Mary released her breath in a whooshing sigh and her companion returned to his French toast.
“I always loved diner food.”
“Really?” Mary found the concept a bit laughable.
“Certainly. You won’t find food like this anywhere else.”
Before the silence could pool between them, Mary said, “Are you going to take me away?”
He put down his knife and fork, halting his assault on his syrup drowned breakfast.
“Why would you think that?”
Mary fidgeted with her ring. “I dunno, I can’t imagine reapers are allowed to live as normal people. And I’m certain I wasn’t supposed to bring her back.”
“Then why did you do it?”
“Can I get you two anything?” the waitress trilled with a smile.
He returned it. “Well, Shannon, I’d love one of those strawberry milkshakes. Mare?”
“Uh, more cocoa please.”
“Comin’ right up.” She said, sashaying over to the counter, flicking the radio on as she went.
“And my heart can hardly speak!” the old machine, metal and green, caterwauled. No fault of Mr. Sinatra of course, Mary could never criticize Josie’s favorite singer of all time. It was the imminent mortality of the object.
“And I seem to find the happiness I seeeeek!”
Finally, Mary replied, “She was mine… and Josie’s of course, you know, marriage. I couldn’t have stood by when there was still something I could do.”
“You couldn’t trust in the Divine Plan?”
“Divine Plan?” she smacked her hand flat against the table, her words quick, quiet, and fierce, “If I’m part of creation, even if not a human part, then I’m a cog in your damn divine plan! You can’t tell me a god that wrote me, you, Shannon in all our complexity would expect me- I mean, I didn’t even know I was a reaper, didn’t know I could until I did. So he couldn’t have expected me to let you take my daughter!”
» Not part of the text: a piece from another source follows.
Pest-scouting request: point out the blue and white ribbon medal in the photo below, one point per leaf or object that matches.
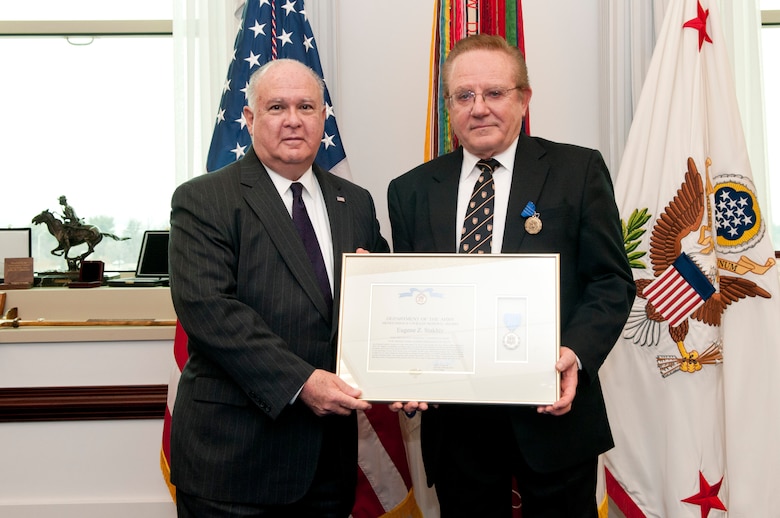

The waitress swept up, beverages in hand.
“Here you go, darlin’,” she said, placing the shake before him.
His laughter crackled in his belly, suddenly catching in his throat and burning into the air so that the drinks jumped like in Jurrassic Park. Tears welled in his eyes as the laughter went on and on. Mary held very still. Finally, he took a long drink.
“Mare, for such a bright girl, you are very stupid.”
“I’m Death, the Death, not some mortal stumbling after theories. This whole thing,” he waved a hand vaguely at their surroundings, “I just wanted to see if you’d be interested in being a reaper full time. If you don’t want to, you can go home to Josie and baby Anna.”
“Oh.” Mary began playing with her wedding ring once more. “Oh, er, sorry then- for getting angry. I just assumed-”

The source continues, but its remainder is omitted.